遠位足根骨は運動中に軸側の圧迫する力と捻れや張力を受け、これが競走時に大きくなって骨折する。靭帯損傷の結果、足根骨の動きが同期されず発症する可能性がある
この研究では右7より左13の方が多かった。走行時に内側となる肢が多い。実際に14/19(74%)は内側の発生であった。過去のサラブレッドとクォーターホースの結果からも支持される。しかし他の2報では等しく発生するとされている。
性別について
馬主は牝馬では競走成績を向上させるため、より手術に乗り気だったが、これは引退後の価値を高めるためであった。これは牡馬では優秀な馬にのみあてはまる。よって性別は偏りがあった。
診断について
このタイプの骨折は、X線が決定的でない場合にはシンチグラフィ検査が有効である。シンチグラフィ検査の普及によって近年診断される症例が増えてきた。

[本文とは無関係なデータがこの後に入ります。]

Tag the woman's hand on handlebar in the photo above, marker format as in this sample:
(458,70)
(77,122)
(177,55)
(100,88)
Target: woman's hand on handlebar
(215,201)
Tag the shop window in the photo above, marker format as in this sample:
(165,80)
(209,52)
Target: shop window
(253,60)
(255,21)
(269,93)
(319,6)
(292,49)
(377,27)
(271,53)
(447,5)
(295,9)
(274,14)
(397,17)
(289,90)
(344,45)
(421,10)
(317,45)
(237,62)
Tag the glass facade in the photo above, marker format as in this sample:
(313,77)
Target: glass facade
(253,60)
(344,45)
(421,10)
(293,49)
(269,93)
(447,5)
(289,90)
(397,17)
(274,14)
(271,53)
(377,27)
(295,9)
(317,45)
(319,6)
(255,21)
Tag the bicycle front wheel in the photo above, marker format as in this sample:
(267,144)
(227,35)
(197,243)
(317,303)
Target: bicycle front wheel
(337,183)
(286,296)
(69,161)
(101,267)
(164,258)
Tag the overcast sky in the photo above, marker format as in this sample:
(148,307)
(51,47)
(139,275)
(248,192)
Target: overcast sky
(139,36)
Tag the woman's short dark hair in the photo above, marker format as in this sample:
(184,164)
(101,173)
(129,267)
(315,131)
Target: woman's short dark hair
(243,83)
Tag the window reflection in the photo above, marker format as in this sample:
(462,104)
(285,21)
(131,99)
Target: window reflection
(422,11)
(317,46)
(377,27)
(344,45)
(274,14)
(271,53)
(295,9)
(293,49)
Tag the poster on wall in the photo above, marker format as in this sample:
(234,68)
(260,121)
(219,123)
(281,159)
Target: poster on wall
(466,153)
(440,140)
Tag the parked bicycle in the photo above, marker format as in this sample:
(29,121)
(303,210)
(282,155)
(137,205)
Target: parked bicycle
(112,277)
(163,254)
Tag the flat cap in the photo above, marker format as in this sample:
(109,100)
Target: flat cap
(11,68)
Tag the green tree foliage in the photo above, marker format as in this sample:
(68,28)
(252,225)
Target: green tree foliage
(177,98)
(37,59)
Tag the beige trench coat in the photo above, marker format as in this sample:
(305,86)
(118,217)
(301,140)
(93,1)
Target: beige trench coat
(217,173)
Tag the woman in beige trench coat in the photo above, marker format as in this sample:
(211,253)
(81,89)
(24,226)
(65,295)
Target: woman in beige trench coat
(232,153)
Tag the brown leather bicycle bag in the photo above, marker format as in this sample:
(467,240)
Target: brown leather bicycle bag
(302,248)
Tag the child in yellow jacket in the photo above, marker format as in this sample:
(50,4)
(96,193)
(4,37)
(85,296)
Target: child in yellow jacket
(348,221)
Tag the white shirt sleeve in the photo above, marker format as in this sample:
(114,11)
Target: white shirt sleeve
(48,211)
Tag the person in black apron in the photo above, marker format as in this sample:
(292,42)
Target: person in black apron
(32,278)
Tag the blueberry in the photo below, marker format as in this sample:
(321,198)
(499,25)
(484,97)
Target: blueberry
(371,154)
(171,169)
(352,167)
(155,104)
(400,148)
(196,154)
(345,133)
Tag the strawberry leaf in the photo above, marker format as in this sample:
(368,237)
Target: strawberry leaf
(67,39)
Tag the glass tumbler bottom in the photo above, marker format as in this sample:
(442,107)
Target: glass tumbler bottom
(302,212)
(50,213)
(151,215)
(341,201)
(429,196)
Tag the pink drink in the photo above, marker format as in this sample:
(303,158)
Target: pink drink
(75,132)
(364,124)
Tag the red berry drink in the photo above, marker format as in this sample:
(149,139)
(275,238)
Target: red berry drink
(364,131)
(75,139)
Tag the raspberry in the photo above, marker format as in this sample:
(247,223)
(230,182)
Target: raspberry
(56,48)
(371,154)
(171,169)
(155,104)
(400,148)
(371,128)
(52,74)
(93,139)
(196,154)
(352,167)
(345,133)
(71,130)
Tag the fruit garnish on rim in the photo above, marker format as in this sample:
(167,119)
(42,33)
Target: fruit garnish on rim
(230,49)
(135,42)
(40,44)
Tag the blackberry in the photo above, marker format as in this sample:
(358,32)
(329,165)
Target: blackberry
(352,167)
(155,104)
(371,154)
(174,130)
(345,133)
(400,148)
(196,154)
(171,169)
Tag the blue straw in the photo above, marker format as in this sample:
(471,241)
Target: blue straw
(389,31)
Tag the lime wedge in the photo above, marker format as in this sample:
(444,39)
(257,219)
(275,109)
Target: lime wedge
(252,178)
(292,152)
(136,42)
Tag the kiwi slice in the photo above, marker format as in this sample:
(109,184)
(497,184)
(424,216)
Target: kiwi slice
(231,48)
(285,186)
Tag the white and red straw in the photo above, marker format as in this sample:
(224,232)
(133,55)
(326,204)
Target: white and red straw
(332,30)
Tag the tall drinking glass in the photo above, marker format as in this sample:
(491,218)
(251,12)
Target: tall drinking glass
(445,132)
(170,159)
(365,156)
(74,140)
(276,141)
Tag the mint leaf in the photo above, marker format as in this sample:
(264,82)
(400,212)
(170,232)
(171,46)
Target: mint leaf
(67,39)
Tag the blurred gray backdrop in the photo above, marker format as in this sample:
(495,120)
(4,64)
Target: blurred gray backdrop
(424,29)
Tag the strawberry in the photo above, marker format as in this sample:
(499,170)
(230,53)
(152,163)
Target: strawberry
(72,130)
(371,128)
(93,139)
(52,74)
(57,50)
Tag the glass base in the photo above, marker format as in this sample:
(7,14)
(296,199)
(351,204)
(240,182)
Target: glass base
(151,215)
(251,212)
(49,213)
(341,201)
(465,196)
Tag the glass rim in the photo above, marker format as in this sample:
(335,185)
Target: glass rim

関節内麻酔を行った症例も過去に報告されているが、筆者は避けるべきだと考えていて、それは完全に負重することでさらに損傷を悪化させてしまうからである。したがって、この研究の症例では関節内麻酔は行っていない。
骨折部位について
症例の骨折部位は中心および第三足根骨の背側4頭、背外側9頭で多数を占めた。Lindsayら、Tulamoら、Foernerらも主に背側に発生すると報告している。Nixonは中心足根骨の背内側に主に発生すると報告しているが、これは今回1頭のみであった。中心足根骨の背外側骨折は過去に1頭しか報告がないが、今回は4頭(33%)を占めた。中心足根骨の背外側骨片骨折は報告があるが、これは他の骨折も併発しており別ものである。中心足根骨の粉砕(複骨折)は4頭で報告があるが、今回はみられなかった。
成績に影響する因子について
術後出走できなかった2頭の中心足根骨底側の骨折を除き、骨折した骨やその部位は成績に影響しないと思われた。
第三や橈側手根骨と同様に、変性性骨病変は骨折線周囲の骨融解像としてみられ、盤状骨折が起きやすくなる可能性がある。また、この病変があると術後の結果に負の影響を与えると提唱されている。本研究では骨折線は全て鋭く、このタイプの病変はX線検査で認められなかった。